InFiConD: Interactive No-code Fine-tuning with Concept-based Knowledge Distillation
Jinbin Huang, Wenbin He, Liang Gou, Liu Ren, Chris Bryan
TL;DR
InFiConD tackles the challenge of deploying large pretrained vision models in resource-constrained environments by enabling interpretable, concept-based knowledge distillation (KD) and no-code fine-tuning. The framework builds a model-agnostic KD pipeline that maps images into 584-dimensional, text-labeled concept vectors drawn from a CLIP-S4 based concept corpus, and trains an ensemble of $k=20$ linear student models using BCE loss with $L1$ regularization ($\lambda=10^{-4}$). A no-code concept tuning workflow allows users to uptune or downtune specific concepts by applying bounded constraints $x$-scaled around original weights, with a provenance log of tuning actions and performance impacts. Validation via usage scenarios and a user study demonstrates that the human-in-the-loop, visualization-driven approach supports effective knowledge transfer, rapid fine-tuning, and broader accessibility for domain-specific applications, without extensive coding requirements.
Abstract
The emergence of large-scale pre-trained models has heightened their application in various downstream tasks, yet deployment is a challenge in environments with limited computational resources. Knowledge distillation has emerged as a solution in such scenarios, whereby knowledge from large teacher models is transferred into smaller student' models, but this is a non-trivial process that traditionally requires technical expertise in AI/ML. To address these challenges, this paper presents InFiConD, a novel framework that leverages visual concepts to implement the knowledge distillation process and enable subsequent no-code fine-tuning of student models.
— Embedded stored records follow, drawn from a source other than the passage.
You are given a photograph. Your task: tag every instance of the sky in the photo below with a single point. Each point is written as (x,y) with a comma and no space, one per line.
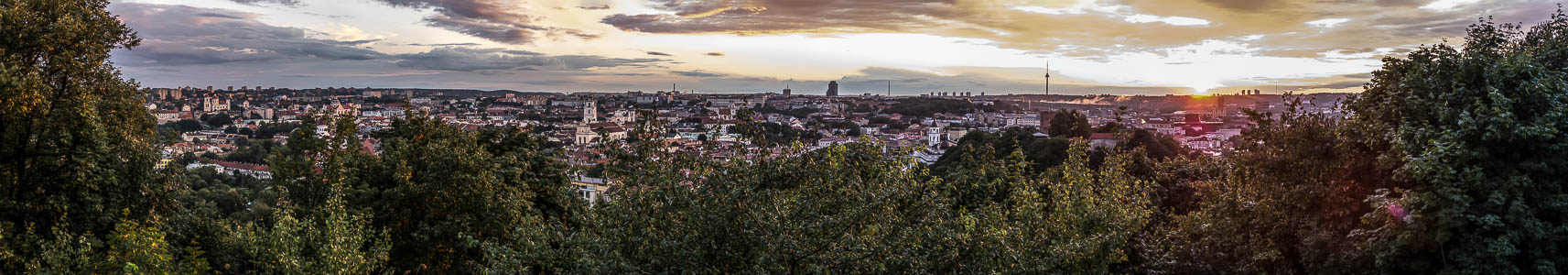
(758,46)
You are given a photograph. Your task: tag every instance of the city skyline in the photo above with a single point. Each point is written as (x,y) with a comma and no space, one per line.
(758,46)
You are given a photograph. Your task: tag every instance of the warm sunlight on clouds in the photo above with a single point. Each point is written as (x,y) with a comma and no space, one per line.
(742,46)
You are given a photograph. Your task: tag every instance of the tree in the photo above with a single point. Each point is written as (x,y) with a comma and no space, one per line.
(1479,134)
(452,198)
(76,145)
(1070,123)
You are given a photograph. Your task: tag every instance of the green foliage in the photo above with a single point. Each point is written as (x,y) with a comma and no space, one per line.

We develop a novel knowledge distillation pipeline based on extracting text-aligned visual concepts from a concept corpus using multimodal models, and construct highly interpretable linear student models based on visual concepts that mimic a teacher model in a response-based manner. InFiConD's interface allows users to interactively fine-tune the student model by manipulating concept influences directly in the user interface. We validate InFiConD via a robust usage scenario and user study. Our findings indicate that InFiConD's human-in-the-loop and visualization-driven approach enables users to effectively create and analyze student models, understand how knowledge is transferred, and efficiently perform fine-tuning operations. We discuss how this work highlights the potential of interactive and visual methods in making knowledge distillation and subsequent no-code fine-tuning more accessible and adaptable to a wider range of users with domain-specific demands.